Mauvais temps : L’industrie de l’alimentation animale traverse « la pire crise » de son histoire.

Mauvais temps : L'industrie de l'alimentation animale traverse "la pire crise" de son histoire.

Dans un communiqué, l’Association Portugaise des Industriels d’Aliments Composés pour Animaux (Iaca) exprime « une profonde préoccupation face aux effets dévastateurs de la tempête Kristin, aggravés par les conséquences de la tempête Leonardo, sur le secteur agricole national et, en particulier, sur les entreprises de production d’aliments pour animaux ».

 

« Les dommages enregistrés dans les infrastructures énergétiques, de fabrication, de stockage et les réseaux logistiques de ces entreprises – dont les montants exacts sont encore en cours d’évaluation, mais qui sont déjà estimés à des dizaines de millions d’euros – compromettent sérieusement la stabilité productive de nombreuses exploitations d’élevage portugaises, puisque 30% des entreprises d’alimentation animale se trouvent dans les zones concernées par la déclaration de calamité », souligne-t-elle.

Selon l’Iaca, les conséquences du mauvais temps sont particulièrement graves dans deux districts avec plusieurs municipalités concernées par la situation de calamité – Leiria et Santarém – qui concentrent 25% des entreprises du secteur représentant ensemble 35% de la production nationale d’aliments pour animaux.

Dans d’autres régions du pays, l’association exprime également son « inquiétude » concernant des lieux où des unités de production importantes ont été touchées, comme le Montijo, une municipalité qui se trouve en dehors des zones couvertes par la déclaration de calamité.

Face à l’ampleur des dommages, l’IACA alerte le Ministère de l’Économie et de la Cohésion Territoriale que l’opérationnalisation des mesures de soutien doit être rapide et simple et souligne qu’une aide est nécessaire pour « les entreprises subissant de graves préjudices, mais qui ne se trouvent pas dans les municipalités concernées par la déclaration de calamité ».

Elle souligne qu’il est nécessaire d’assurer une récupération rapide de la capacité productive des entreprises pour garantir l’approvisionnement des exploitations d’élevage, sans laquelle la production nationale de denrées alimentaires d’origine animale – notamment la viande, le poisson, les produits laitiers et les œufs – « sera fortement affectée ».

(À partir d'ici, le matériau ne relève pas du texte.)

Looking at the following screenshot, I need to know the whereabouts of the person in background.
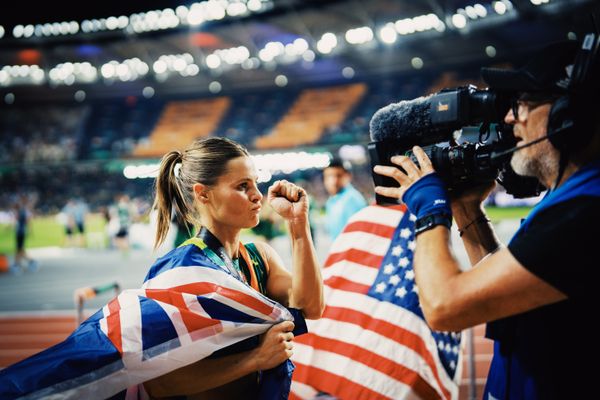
[14,194,37,272]
[323,158,367,241]
[62,199,89,247]
[111,194,136,257]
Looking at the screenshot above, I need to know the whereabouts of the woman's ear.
[192,183,208,203]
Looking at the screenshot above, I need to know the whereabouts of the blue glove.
[402,172,452,219]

Cité dans le communiqué, le secrétaire général de l’Iaca, Jaime Piçarra, rappelle que le secteur de l’alimentation animale « est un maillon essentiel de la chaîne agroalimentaire » et, « sans réponse rapide et efficace, les effets de ces tempêtes pourraient se prolonger et compromettre sérieusement la récupération des entreprises, la production d’élevage, l’économie rurale et, surtout, la disponibilité des aliments d’origine animale produits dans le pays, le rendant encore plus vulnérable et dépendant de l’extérieur ».

« C’est la pire crise jamais vécue par le secteur au Portugal et il est nécessaire de s’assurer que toutes les entreprises qui ont besoin sont correctement soutenues, non seulement celles qui se trouvent dans les municipalités concernées par la déclaration de calamité », soutient-il.

Romão Braz, président de l’Iaca, considère pour sa part que « la rapidité avec laquelle les aides arrivent sur le terrain est, en ce moment, un facteur essentiel pour que les entreprises puissent continuer leur activité, car les préjudices sont très élevés ».

« Nous ne parlons pas seulement des dommages concrets causés par la tempête Kristin, mais aussi des pertes générées par la suspension de la production, provoquées par le manque d’énergie et son non-remplacement, ainsi que de l’impact que cela a sur la disponibilité des stocks pour la commercialisation », explique-t-il.

Dans ce contexte, l’association exprime sa pleine disponibilité pour collaborer avec les autorités dans l’identification des priorités et des solutions pour une récupération rapide des entreprises.

Treize personnes sont mortes au Portugal depuis la semaine dernière à la suite du passage des dépressions Kristin et Leonardo, qui ont également provoqué de nombreux centaines de blessés et de sans-abri.

La destruction totale ou partielle de maisons, d’entreprises et d’équipements, la chute d’arbres et de structures, la fermeture de routes, d’écoles et de services de transport, ainsi que la coupure d’électricité, d’eau et de communications sont les principales conséquences matérielles de la tempête.

Les régions Centre, Lisbonne et Vallée du Tage et Alentejo sont les plus touchées.

Le gouvernement a prolongé la situation de calamité jusqu’au 15 pour 68 municipalités, qui bénéficieront de mesures de soutien allant jusqu’à 2,5 milliards d’euros.

La situation de calamité au Portugal continental a été initialement décrétée entre le 28 janvier et le 01 février pour environ 60 municipalités, pour ensuite être étendue jusqu’au 08 pour 68 municipalités, puis de nouveau prolongée jusqu’au 15 février.